TransferGo is a money-transfer service based in the U.K., but founded by a Lithuanian team, which also aims to challenge banks and other services and offer an easier way to transfer money. I had an opportunity to speak with Daumantas Dvilinskas, one of the founders of the company, about the service and he told me that they are offering users the ability to transfer money internationally at a fee of a mere 2.5 British pounds and convert currency a 1.5% fee. Further, unlike banks, they will offer customers next-day delivery, as opposed to requiring a waiting period of several days, as banks might do. Finally, although they’re currently setting up offices in the U.K. and Lithuania, Dvilinskas says that TransferGo definitely has plans to expand to the rest of Europe and United States. Ultimately, the goal is to turn this into an international firm.
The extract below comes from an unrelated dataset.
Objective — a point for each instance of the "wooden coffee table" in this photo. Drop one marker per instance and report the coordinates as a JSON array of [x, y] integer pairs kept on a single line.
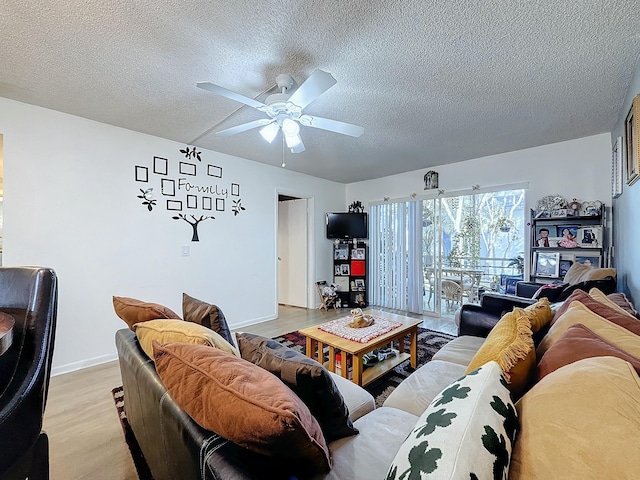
[[317, 339]]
Considering that TransferGo only launched their service in September, remained in beta until December, and currently only supports transfers between Lithuania and the U.K., it’s pretty understandable that they have not yet developed a large user base. They currently have 500 users and a 40% monthly retention rate.
TransferGo has recently lined up Greg Kidd, formerly an advisor to Square, Twitter and a former analyst of Federal Reserve Board, and a team to support their development in both Lithuania and the United Kingdom. Thus far they have raised $200,000 (150,000 euro) from Lithuania-based Practica Capital and Dvilinskas told me that they are planning to complete a Series A, although they have not made any decisions regarding the investors from which they’ve received interest.
In comparing the two, it seems that TransferWise has a bit of an advantage because they offer services in a wider range of currencies at the moment and more funding to play with, as the Estonian startup has raised 1 million Euro about a year ago from PayPal co-founder Max Levchin and others. Having just won the award for “Best Middleweight Startup (Less than 3 years and/or less than 2 million euro in funding)” at The Europas 2013, they’re already starting to generate a bit of buzz. However, at this point it seems that neither startup has really established itself in this market. TransferWise seems to have an advantage, but even they do not yet offer users the ability to convert funds from the U.S. dollar to the pound or other popular currencies. Both startups are in their early stages, so there’s definitely an opportunity for either to gain traction in this market. With an advisor like Greg Kidd on board, TransferGo should certainly have an opportunity to make its own mark in this industry.